When the secret police came to his farm home and asked him point blank, “did you help the Minister escape?”

Mahmoud admitted that he had, and when the secret police asked him why, he responded, “Because he was my friend.”  He fully expected to be imprisoned for his actions, but the government agent looked at him and said, “I hope that if I ever need help, you’ll consider being my friend as well.”

Mahmoud died of a stroke, during the internal fighting in Syria in 2012, which made it impossible for Sanaa to return to her childhood home for the funeral.  The custom in that part of the world is to bury the dead on the same as their death.  Because so many people both from Damascus and from the area where he lived wanted to attend to mourn his death, Mahmoud’s funeral was held over for another day to allow for people to travel to his home.

* * *

Since I served in the Congress, many things have changed.  In those days, in the 1970s, most people served because they wanted to advance their beliefs, some for self-aggrandizement, but rarely did they serve to financially profit from their service.  Of course, a few did so back then, but they were in the distinct minority, and were spotted as such very soon.

I remember when I first began serving in the Senate, George McGovern and I were sitting side by side in a Northwest Airlines plane returning to Washington from a trip to South Dakota.  I asked him about some of the Senators that I had not yet known about.

“He’s got a drinking problem,” he told me when I asked about one Senator that I liked.  About another Senator, he said, “He’s got a stealing problem.”  Predicting the future, Samuel Clemens said, wisely, “It could probably be shown by facts and figures that there is no distinctly native American criminal class except Congress.”

The spreading around of money from rich people and rich corporations to politicians has become so prevalent that honesty and integrity is today the exception and not the rule.  One has to admire those few who today resist what historian Vernon Parrington once called, “The Great Barbecue” when describing the the tsunami of corruption in Washington following the end of the Civil War.

“Corporations are people,” according to a recent Republican Presidential candidate.  And the Conservative majority on the United States Supreme Court unleashed the monied class with their Citizens United decision that allowed unlimited amounts of money, most of it untraceable, to be dumped on federal candidates for office.  One would never imagine that the allowance of such amounts of money injected into political races would advance democracy.  It matters not who won in the first election after that decision, because, unless the decision is overruled, more money will be dumped in the next round of elections.  It’s not hard to imagine in whose interest that money is being contributed.
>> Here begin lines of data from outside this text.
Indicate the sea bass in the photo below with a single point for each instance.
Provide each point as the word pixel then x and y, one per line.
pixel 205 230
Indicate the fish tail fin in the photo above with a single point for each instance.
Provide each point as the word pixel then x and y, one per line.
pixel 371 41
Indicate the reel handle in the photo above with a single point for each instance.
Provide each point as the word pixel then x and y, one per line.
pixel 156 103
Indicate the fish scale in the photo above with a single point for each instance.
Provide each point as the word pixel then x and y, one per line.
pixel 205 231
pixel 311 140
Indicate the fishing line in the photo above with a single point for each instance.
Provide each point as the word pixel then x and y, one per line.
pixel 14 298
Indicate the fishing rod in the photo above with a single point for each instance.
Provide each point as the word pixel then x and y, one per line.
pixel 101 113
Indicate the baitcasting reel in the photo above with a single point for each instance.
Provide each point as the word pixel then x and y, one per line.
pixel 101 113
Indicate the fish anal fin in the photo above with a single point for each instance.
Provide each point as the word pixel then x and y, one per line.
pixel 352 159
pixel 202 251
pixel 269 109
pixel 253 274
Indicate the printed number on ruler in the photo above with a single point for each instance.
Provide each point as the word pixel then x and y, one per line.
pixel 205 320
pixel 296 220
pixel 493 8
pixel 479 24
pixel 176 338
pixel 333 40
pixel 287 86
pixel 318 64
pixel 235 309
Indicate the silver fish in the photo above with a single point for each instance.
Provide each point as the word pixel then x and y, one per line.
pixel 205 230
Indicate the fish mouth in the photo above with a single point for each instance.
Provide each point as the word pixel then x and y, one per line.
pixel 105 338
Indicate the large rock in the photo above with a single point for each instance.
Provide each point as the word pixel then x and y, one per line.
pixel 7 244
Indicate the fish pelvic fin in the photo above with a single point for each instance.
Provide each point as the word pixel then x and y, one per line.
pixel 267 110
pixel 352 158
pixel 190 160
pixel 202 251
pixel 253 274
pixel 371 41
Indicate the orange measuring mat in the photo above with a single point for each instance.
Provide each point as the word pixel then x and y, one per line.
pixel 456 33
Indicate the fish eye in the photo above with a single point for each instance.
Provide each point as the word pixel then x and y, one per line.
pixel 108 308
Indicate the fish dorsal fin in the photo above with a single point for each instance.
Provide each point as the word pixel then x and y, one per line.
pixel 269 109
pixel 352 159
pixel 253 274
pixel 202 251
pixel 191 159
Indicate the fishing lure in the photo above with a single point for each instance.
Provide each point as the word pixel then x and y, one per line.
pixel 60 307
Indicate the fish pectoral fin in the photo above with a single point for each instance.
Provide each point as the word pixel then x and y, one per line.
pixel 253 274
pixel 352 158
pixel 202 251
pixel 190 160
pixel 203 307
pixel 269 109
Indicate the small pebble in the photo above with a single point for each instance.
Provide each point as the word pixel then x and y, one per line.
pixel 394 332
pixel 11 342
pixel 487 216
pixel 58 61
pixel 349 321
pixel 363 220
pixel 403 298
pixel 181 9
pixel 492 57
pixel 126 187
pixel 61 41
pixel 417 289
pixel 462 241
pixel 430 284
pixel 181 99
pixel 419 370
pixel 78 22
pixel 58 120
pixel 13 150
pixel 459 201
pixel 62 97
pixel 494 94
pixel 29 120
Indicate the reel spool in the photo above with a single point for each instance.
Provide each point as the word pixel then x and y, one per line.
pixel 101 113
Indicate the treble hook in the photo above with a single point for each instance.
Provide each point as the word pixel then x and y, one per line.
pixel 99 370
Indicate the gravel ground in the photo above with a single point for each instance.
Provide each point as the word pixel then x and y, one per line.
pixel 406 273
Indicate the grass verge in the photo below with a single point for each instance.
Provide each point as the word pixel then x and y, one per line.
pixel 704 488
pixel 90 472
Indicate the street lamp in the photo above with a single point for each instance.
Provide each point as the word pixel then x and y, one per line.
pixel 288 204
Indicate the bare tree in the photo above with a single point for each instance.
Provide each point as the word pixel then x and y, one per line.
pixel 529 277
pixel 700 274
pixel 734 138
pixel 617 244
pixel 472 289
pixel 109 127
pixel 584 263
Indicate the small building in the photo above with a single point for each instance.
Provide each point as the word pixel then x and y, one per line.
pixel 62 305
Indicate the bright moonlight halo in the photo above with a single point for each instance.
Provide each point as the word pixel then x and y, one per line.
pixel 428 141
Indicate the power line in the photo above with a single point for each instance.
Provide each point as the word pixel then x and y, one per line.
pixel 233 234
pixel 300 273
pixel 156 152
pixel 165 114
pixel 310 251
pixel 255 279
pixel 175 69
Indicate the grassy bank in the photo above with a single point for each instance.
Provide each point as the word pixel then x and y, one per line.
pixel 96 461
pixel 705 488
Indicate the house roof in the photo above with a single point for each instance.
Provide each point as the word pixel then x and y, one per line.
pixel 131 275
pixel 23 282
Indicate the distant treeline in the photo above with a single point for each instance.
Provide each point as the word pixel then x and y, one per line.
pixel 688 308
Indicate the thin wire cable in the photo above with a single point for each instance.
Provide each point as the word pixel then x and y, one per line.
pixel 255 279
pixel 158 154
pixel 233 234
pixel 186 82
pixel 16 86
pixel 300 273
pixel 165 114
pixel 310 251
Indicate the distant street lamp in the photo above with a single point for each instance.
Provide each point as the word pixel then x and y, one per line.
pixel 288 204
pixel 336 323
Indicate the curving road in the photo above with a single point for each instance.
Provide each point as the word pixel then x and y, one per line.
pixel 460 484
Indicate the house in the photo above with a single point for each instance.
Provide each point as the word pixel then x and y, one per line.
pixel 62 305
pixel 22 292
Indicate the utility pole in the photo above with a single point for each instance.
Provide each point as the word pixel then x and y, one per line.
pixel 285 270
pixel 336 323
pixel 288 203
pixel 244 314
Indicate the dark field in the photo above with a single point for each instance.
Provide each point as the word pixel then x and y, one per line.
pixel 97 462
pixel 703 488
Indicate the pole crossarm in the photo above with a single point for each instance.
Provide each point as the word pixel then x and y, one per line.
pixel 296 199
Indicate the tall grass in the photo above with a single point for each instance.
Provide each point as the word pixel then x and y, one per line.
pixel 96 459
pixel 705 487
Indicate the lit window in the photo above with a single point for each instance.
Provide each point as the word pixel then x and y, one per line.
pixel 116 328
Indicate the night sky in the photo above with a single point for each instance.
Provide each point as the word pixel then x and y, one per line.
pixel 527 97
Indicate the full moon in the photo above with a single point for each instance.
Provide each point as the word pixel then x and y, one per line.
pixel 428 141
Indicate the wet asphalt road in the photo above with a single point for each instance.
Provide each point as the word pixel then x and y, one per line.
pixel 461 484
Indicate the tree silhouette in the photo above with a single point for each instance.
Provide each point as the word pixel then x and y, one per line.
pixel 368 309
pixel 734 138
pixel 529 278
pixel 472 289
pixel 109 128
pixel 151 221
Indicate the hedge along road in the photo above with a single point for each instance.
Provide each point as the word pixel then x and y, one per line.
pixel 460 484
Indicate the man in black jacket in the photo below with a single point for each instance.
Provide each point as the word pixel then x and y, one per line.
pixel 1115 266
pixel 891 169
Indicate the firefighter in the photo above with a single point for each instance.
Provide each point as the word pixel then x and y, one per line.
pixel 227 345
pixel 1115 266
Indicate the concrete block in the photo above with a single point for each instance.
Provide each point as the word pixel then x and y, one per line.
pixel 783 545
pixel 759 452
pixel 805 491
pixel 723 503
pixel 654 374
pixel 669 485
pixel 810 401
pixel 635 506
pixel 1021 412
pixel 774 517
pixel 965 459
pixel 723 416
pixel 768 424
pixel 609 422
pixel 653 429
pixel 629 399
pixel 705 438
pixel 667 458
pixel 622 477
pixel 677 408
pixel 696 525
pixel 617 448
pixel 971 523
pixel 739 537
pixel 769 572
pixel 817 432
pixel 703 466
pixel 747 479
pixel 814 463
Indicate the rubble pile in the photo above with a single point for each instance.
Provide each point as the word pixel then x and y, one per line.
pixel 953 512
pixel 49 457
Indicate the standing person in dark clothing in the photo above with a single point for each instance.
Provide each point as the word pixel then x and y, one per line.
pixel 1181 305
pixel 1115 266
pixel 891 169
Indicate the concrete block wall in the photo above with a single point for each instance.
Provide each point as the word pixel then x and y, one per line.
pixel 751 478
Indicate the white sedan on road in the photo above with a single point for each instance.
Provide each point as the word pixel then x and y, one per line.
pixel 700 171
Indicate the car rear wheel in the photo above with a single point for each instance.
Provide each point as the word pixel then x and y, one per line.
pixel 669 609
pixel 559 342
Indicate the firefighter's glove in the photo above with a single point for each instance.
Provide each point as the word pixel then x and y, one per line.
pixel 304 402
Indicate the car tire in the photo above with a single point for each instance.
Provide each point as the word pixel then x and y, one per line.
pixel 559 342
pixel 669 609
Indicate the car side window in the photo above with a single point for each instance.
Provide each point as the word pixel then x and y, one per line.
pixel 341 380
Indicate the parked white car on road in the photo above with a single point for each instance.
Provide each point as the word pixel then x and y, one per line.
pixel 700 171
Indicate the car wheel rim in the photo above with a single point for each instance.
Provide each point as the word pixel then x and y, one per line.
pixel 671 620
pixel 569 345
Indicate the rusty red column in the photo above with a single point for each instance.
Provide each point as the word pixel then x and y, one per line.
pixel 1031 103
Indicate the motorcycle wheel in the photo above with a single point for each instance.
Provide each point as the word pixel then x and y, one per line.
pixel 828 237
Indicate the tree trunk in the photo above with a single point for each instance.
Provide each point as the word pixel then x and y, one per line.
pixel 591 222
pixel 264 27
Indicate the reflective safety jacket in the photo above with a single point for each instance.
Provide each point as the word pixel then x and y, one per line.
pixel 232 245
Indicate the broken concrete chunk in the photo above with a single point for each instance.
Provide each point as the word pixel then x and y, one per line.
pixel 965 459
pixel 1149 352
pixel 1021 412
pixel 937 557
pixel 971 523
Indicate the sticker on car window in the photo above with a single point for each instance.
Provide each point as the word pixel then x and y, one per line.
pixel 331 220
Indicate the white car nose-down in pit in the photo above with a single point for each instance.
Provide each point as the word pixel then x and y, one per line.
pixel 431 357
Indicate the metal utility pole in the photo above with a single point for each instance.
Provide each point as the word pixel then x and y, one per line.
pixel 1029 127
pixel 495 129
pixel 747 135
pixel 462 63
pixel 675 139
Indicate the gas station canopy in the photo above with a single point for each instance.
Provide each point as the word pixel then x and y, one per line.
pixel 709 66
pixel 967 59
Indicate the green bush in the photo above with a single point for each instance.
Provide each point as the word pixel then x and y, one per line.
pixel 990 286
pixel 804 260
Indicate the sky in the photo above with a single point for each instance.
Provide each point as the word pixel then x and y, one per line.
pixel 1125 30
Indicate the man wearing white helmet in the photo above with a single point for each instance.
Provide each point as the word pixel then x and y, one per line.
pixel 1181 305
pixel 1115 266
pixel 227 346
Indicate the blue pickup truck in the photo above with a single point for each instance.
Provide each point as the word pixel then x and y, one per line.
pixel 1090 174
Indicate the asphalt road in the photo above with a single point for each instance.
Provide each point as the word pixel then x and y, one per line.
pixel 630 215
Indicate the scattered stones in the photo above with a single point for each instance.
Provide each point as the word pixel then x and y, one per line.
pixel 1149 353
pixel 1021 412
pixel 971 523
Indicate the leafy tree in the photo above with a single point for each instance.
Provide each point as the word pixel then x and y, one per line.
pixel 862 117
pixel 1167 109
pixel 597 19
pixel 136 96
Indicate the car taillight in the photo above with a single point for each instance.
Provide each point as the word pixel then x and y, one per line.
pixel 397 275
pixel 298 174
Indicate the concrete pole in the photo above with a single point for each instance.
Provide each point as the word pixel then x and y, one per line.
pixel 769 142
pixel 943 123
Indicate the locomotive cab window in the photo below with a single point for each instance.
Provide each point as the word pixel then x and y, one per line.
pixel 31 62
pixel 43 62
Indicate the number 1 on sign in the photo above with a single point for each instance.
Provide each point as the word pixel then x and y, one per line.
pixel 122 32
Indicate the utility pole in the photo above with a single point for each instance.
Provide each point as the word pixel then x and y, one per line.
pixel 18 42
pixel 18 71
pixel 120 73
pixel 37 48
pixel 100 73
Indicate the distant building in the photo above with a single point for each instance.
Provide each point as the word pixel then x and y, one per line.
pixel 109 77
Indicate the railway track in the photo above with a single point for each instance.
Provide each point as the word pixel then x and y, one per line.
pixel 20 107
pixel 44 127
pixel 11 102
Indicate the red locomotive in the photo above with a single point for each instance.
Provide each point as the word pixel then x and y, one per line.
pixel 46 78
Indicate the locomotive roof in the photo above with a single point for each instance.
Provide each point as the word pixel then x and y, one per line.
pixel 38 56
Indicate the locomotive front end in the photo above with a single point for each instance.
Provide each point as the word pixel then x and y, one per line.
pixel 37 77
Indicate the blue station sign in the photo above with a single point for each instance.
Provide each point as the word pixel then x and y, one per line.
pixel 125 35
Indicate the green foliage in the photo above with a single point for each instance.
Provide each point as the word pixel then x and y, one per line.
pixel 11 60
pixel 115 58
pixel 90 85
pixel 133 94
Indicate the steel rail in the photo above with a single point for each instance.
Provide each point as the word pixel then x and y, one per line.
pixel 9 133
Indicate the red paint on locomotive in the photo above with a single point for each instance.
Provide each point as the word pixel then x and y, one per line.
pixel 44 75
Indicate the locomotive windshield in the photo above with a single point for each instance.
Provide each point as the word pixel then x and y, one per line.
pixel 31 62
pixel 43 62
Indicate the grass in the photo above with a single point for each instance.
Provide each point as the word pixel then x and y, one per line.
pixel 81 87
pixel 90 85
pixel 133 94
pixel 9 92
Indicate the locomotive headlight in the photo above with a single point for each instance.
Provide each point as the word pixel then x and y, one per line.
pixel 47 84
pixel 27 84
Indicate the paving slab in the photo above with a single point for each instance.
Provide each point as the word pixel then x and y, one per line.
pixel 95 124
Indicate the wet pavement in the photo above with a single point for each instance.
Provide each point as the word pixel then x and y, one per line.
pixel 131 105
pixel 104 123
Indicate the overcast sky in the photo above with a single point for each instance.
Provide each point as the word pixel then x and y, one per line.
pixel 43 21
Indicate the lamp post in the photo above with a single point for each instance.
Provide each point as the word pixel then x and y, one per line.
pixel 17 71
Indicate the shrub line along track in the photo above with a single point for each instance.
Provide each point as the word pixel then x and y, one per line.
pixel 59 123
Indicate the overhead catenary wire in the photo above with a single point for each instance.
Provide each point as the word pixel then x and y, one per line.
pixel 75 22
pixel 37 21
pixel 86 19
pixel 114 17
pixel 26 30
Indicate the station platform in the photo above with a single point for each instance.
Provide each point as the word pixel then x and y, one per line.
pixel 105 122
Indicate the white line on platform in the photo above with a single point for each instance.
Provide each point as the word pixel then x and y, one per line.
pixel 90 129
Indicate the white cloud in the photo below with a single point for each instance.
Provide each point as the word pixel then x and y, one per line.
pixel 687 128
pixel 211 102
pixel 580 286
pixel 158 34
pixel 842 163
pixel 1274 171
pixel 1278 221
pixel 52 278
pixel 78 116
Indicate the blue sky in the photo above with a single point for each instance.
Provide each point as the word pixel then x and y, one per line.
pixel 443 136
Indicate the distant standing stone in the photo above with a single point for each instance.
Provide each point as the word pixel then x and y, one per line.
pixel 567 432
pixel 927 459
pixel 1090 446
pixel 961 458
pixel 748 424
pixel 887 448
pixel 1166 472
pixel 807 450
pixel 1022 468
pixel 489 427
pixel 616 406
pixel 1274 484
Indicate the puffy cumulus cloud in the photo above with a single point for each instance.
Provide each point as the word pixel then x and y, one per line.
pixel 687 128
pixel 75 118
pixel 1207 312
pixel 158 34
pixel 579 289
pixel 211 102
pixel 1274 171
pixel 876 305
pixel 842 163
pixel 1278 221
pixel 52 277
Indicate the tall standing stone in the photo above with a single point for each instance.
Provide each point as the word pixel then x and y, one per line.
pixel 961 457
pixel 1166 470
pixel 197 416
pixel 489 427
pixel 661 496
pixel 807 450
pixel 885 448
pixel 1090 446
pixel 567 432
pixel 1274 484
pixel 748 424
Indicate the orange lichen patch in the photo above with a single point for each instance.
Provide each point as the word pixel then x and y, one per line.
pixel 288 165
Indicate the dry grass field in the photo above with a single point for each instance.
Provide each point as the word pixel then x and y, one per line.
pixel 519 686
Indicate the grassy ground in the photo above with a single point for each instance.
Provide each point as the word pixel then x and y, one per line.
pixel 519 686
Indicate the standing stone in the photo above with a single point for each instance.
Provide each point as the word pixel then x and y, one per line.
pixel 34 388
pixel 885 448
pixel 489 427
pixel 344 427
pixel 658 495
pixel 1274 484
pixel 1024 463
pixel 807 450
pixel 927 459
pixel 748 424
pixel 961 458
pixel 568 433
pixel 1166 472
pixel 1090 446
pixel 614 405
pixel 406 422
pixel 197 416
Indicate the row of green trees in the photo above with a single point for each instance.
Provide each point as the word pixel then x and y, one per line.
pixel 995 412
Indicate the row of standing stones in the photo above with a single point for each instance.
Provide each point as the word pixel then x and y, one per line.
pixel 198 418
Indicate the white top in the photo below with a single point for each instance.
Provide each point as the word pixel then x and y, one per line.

There will be fewer and fewer George McGoverns and others like him who will be willing to challenge the monied class.  There will be less and less democracy, until, finally, we will be confronted with another Great Barbecue, where money is the only thing that counts, and men and women with principles and morals will be available to read about only in the history books.

This essay excerpted from the new edition of James Abourezk’s memoir: Advise and Dissent: Memoirs of an ex-Senator.